"Diagnóstico equivocado" de Agustín Valladolid Madrid

01.03.2021

Hoy se cumple un año desde que acudió por primera vez a la consulta. He tratado a bastantes personas con síntomas similares: teatrales, excitables, vanidosas, egoístas, y siempre en permanente búsqueda del elogio y la adhesión sin fisuras. Después de aquel primer encuentro anoté bajo su nombre: "Trastorno histriónico de la personalidad". Incluso en los momentos en los que la sensación de bloqueo era más agobiante, seguí creyendo que ese era el diagnóstico correcto. Ahora, tras decenas de citas, tengo que reconocer que nunca he sabido del todo a qué me enfrentaba. Que aún no sé a qué me he enfrentado.

Muy pronto, no habrían pasado ni dos meses, llegamos al fondo del pozo. Allí estaba la herida de treinta años atrás, aparentemente cerrada. A partir de ese momento fue ella la que siempre intentaba marcar el camino, imponer los contornos de la conversación. Se irritaba cuando, muy a su pesar, yo la empujaba por recodos imprevistos o le hacía volver atrás. Tenía prisa en llegar a alguna parte. Como si le urgiera desnudar el alma. ¿Pero dónde? Hubo ocasiones en las que creí saberlo. Pero me equivocaba. No quise ver la profundidad del desgarro. Pensé que de aquello apenas quedaba rastro. O esa al menos fue entonces mi conclusión. Que los peores momentos habían pasado, esos a los que parece imposible sobreponerse pero que la vida reescrita con las personas justas acaba convirtiendo en un mal recuerdo. Con 14 años hay siempre tiempo, o eso llegué a creer.

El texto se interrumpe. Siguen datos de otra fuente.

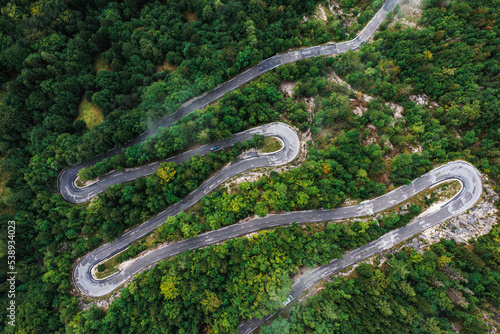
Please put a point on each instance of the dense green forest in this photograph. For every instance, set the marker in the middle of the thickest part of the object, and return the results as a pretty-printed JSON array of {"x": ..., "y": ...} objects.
[
  {"x": 135, "y": 61},
  {"x": 450, "y": 283}
]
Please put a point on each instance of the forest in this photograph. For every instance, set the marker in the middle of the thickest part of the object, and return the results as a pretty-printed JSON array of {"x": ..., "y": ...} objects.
[
  {"x": 132, "y": 62},
  {"x": 411, "y": 292}
]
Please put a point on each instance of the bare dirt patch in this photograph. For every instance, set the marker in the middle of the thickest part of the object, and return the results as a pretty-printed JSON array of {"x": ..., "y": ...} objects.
[
  {"x": 190, "y": 16},
  {"x": 286, "y": 87}
]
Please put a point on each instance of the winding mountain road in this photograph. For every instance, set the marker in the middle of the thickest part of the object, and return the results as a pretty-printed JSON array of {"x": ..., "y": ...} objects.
[{"x": 458, "y": 170}]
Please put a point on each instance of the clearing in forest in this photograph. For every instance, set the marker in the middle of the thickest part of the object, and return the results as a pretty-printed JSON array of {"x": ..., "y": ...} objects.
[
  {"x": 100, "y": 64},
  {"x": 90, "y": 113},
  {"x": 190, "y": 16}
]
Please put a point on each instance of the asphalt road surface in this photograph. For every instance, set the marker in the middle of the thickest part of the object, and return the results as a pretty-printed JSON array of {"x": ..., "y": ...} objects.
[
  {"x": 67, "y": 177},
  {"x": 459, "y": 170}
]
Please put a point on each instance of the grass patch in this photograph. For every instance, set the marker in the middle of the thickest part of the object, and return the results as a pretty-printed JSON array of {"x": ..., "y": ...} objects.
[
  {"x": 100, "y": 64},
  {"x": 271, "y": 144},
  {"x": 165, "y": 66},
  {"x": 190, "y": 16},
  {"x": 90, "y": 113}
]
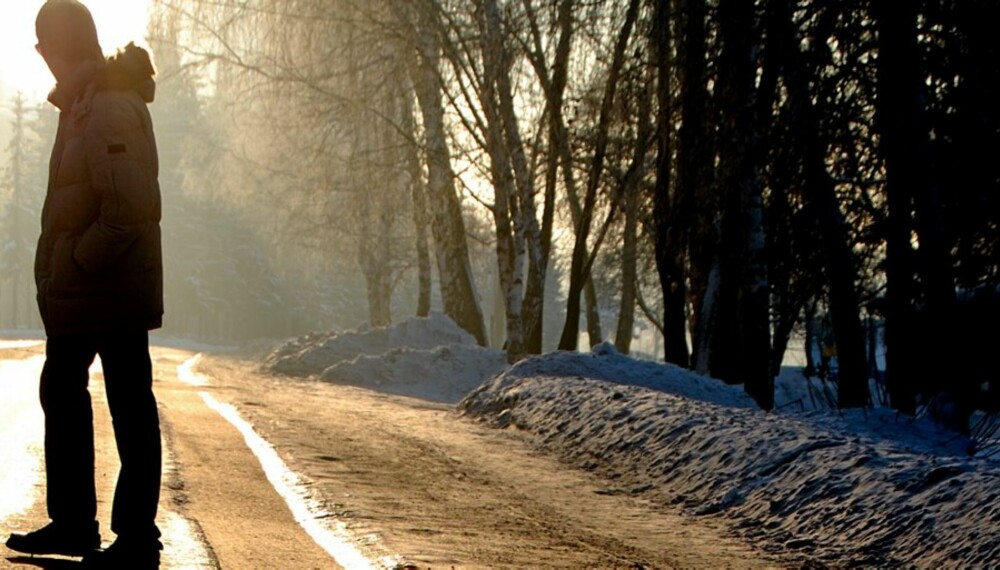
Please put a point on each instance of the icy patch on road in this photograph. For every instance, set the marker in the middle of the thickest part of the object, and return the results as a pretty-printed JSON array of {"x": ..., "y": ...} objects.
[
  {"x": 12, "y": 344},
  {"x": 858, "y": 489},
  {"x": 330, "y": 534},
  {"x": 22, "y": 428}
]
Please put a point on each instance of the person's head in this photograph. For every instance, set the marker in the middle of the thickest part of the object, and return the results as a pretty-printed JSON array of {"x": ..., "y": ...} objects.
[{"x": 66, "y": 35}]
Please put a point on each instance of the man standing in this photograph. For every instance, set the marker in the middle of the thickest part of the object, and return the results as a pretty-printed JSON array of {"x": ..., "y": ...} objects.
[{"x": 99, "y": 275}]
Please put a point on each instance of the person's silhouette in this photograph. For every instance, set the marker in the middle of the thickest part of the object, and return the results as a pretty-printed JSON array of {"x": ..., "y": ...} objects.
[{"x": 99, "y": 274}]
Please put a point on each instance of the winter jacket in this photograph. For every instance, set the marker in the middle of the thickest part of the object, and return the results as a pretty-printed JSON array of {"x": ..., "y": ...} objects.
[{"x": 98, "y": 267}]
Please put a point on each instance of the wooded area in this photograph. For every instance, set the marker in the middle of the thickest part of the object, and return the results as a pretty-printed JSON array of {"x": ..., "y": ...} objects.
[{"x": 726, "y": 171}]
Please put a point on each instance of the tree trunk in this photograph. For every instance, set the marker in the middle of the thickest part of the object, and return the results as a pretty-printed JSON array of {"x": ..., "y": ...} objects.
[
  {"x": 421, "y": 224},
  {"x": 671, "y": 213},
  {"x": 626, "y": 314},
  {"x": 458, "y": 290},
  {"x": 695, "y": 155},
  {"x": 744, "y": 294},
  {"x": 509, "y": 171},
  {"x": 896, "y": 108},
  {"x": 571, "y": 330},
  {"x": 823, "y": 206}
]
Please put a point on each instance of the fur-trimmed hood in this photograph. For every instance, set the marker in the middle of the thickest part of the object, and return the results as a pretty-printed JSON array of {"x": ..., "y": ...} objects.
[{"x": 128, "y": 70}]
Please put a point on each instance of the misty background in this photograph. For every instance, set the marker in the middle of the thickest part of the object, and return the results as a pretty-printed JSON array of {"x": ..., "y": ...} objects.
[{"x": 707, "y": 182}]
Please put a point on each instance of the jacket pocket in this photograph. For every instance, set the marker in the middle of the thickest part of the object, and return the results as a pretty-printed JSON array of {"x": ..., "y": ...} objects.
[{"x": 68, "y": 278}]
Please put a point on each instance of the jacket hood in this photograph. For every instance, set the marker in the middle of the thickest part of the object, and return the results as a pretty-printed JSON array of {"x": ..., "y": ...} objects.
[{"x": 128, "y": 70}]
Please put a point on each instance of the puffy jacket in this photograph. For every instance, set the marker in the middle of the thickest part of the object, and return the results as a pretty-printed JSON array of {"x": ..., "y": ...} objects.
[{"x": 98, "y": 267}]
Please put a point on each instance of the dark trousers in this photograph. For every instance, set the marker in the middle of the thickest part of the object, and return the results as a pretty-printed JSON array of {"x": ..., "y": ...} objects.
[{"x": 69, "y": 429}]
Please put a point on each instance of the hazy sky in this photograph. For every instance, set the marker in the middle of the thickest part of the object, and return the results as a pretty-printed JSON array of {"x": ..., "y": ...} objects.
[{"x": 22, "y": 69}]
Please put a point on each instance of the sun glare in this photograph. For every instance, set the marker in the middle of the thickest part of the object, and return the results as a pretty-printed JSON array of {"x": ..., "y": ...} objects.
[{"x": 22, "y": 69}]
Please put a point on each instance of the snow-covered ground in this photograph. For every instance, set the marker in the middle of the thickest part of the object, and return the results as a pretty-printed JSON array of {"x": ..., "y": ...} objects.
[
  {"x": 860, "y": 488},
  {"x": 807, "y": 482},
  {"x": 432, "y": 359}
]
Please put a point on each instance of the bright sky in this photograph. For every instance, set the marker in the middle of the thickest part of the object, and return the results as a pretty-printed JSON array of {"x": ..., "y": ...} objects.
[{"x": 22, "y": 69}]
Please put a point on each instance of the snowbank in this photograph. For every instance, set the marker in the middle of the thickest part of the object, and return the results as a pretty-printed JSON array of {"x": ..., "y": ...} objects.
[
  {"x": 865, "y": 489},
  {"x": 445, "y": 374},
  {"x": 314, "y": 353},
  {"x": 431, "y": 359}
]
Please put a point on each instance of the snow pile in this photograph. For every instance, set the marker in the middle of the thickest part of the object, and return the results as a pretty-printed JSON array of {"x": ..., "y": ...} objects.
[
  {"x": 862, "y": 489},
  {"x": 445, "y": 374},
  {"x": 312, "y": 354},
  {"x": 793, "y": 391},
  {"x": 429, "y": 358},
  {"x": 607, "y": 364}
]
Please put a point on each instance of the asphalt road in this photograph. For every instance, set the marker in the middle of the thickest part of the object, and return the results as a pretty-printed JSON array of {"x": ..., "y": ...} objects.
[
  {"x": 219, "y": 511},
  {"x": 277, "y": 473}
]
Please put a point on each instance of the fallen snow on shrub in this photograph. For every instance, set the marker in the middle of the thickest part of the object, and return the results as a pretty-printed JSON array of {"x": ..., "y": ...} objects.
[{"x": 862, "y": 488}]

Ayer, cuando abrí la puerta del despacho a primera hora de la tarde, me la encontré apoyada en el alféizar de la ventana. En ese preciso momento no me pregunté cómo había entrado. Supuse que con su habitual descaro, y su rostro ya familiar, no le habría sido difícil convencer a alguna de las enfermeras de la cuarta planta. La corriente de aire hizo volar unos papeles que estaban sobre mi mesa. Elisa sonreía. Me sonreía. Yo la miré fijamente. Sin sorpresa ni temor. Acaso cierta curiosidad. No la esperaba, pero tampoco me extrañó demasiado. No era la primera vez que se presentaba en la consulta sin avisar. Pero entonces me di cuenta de lo que me estaba diciendo con esos ojos insondables: te he engañado, y no lo siento. Un instante después sucedió. Como algo natural. Como si estuviera escrito desde el principio. Me lanzó un beso con la mano y dijo: "Diagnóstico equivocado, doctor". Luego, aupándose de puntillas, como una bailarina, sin apenas esfuerzo y sin dejar de mirarme, se echó hacia atrás y se dejó caer. De la calle llegaba el rumor apagado del tráfico.